やるべきことを終えた天下人の最期
家康の死因についての疑問は、いまもなお繰り返し語られています。天下を取った人物の最期が「静かな老衰」では、どこか物足りなく感じられるのかもしれません。私たちは無意識のうちに、そこに象徴的な意味や印象的な場面を求めてしまいます。
戦国の世を勝ち抜き、一大政権を築いた人物が、老いの中で自然に亡くなったという事実は、物語としては派手ではありません。だからこそ、天ぷらという一皿に意味が託されたのでしょう。教訓を与え、意外さをはらんだ形へと整えられていきます。
しかし、家康の晩年を振り返ると、徳川政権はすでに制度の骨格を整え、後継体制も固められていました。大きな懸案を抱えたままの急死ではありません。やるべきことを終えたあとの時間に訪れた終幕でした。
260年以上続く江戸時代の象徴的場面
家康の最期は、劇的ではないかもしれません。けれど、そこには「戦国の終わり」と「近世の始まり」が静かに刻まれています。乱世を生き抜いた人物が、最後は戦場ではなく、鷹狩りを楽しむ日常の延長で人生を閉じる。それこそが、江戸という時代の性格をよく物語っています。
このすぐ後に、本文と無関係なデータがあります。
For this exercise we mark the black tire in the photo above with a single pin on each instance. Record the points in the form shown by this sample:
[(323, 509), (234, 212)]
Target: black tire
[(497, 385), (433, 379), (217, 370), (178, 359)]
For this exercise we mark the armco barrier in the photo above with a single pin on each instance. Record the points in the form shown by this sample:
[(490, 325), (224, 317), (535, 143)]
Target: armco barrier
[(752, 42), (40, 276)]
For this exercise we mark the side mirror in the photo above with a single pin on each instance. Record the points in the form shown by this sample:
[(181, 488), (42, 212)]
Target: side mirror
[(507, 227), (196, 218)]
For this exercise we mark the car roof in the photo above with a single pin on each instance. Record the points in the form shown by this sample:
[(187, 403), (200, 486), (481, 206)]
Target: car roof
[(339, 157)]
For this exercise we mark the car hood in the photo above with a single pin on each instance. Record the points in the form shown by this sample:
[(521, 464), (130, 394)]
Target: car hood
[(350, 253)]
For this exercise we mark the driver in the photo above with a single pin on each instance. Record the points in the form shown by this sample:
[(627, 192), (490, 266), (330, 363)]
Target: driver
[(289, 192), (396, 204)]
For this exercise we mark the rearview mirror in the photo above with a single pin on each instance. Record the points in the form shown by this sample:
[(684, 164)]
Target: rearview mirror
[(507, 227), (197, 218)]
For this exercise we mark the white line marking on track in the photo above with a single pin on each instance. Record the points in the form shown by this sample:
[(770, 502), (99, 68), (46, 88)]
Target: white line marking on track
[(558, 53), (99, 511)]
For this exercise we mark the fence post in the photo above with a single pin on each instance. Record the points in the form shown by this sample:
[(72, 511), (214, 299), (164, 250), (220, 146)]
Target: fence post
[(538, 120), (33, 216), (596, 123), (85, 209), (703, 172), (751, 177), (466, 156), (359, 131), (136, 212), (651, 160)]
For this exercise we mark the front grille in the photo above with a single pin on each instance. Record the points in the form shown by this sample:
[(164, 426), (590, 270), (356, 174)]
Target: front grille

家康の死因が確定しないのは、史料の問題だけではありません。私たちが、天下人の最期に意味を与えずにはいられないからでもあります。老いと病の中で穏やかに終わった可能性を受け入れるより、象徴的な場面であったほうが語りやすい。
徳川家康の最期は、奇跡でも非業の死でもありませんでした。治世の完成のあとに訪れた静かな終幕と考えるほうが自然ではないでしょうか。